I like Brian. He’s serene. Occasionally a bit of his dry wit surfaces, but mostly he does his job and goes home. I try to stir him up now and then, hide his hammer, drop a wood shaving into his soup, but he is unruffleable.
It’s the same with most of the Changed who have been here awhile. Dash said things would get easier after the first hundred days. And it really does seem to be the case. But there’s something about Brian’s tranquility that bothers me. He’s nice but disturbingly remote. Same with the Connecticuts, who let me touch them wherever I want but whose personalities, it occurs to me now, are like distant islands glimpsed through the fog of a winter dawn.
But not Phaidra. She is still sharp, hard, blindingly bright. Why is she different?
A thought bubbles up: none of this will matter in a few days, once I find my mother’s Seerskin. And suddenly I feel like I weigh a thousand pounds.

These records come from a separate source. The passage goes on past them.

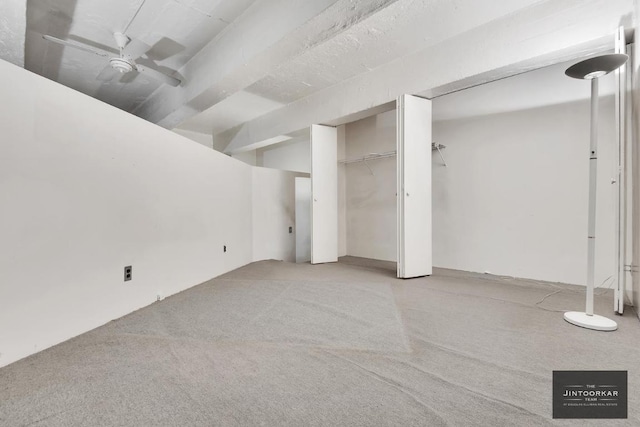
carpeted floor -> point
(345, 344)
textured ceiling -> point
(175, 30)
(248, 65)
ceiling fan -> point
(130, 50)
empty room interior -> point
(319, 213)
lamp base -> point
(598, 323)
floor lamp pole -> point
(592, 69)
(593, 179)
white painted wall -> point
(371, 195)
(200, 138)
(13, 24)
(86, 189)
(273, 213)
(291, 156)
(342, 192)
(636, 164)
(513, 199)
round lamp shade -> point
(596, 67)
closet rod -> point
(386, 154)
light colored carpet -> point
(345, 344)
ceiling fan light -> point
(121, 65)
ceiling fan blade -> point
(155, 74)
(107, 74)
(128, 77)
(76, 45)
(135, 49)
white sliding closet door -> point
(324, 192)
(414, 186)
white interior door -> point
(414, 187)
(324, 190)
(303, 219)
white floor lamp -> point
(592, 69)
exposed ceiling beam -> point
(13, 23)
(542, 34)
(268, 34)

I wait a moment to be sure Brian is gone and then I open Otak’s door.
THIRTY-SIX
HERE IT IS, THE OLD man’s bed. I find it a grotesquely intimate sight, like seeing a pair of discarded underwear on a city street. It’s a massive piece of furniture, a fortress, really; the headboard is one single length of wood. I want to dirty it somehow, penetrate its invincibility. I fight off the urge to lie down. Oh, what the hell.
I press my face into the pillows; they smell of bleach and lavender soap. I lean over and riffle through the top drawer of his bedside table. I do not find my mother’s Seerskin; I find a candle stub and five cherry candies.
Suddenly there’s a loud rattling. Startled, I hurl myself off the bed and onto my feet. A bird has flown into the window. It remains glued to the glass for a moment. Its obsidian eyes look at me with a disturbingly human gaze before it slides off. I swear I see its claws steepled together as if in prayer.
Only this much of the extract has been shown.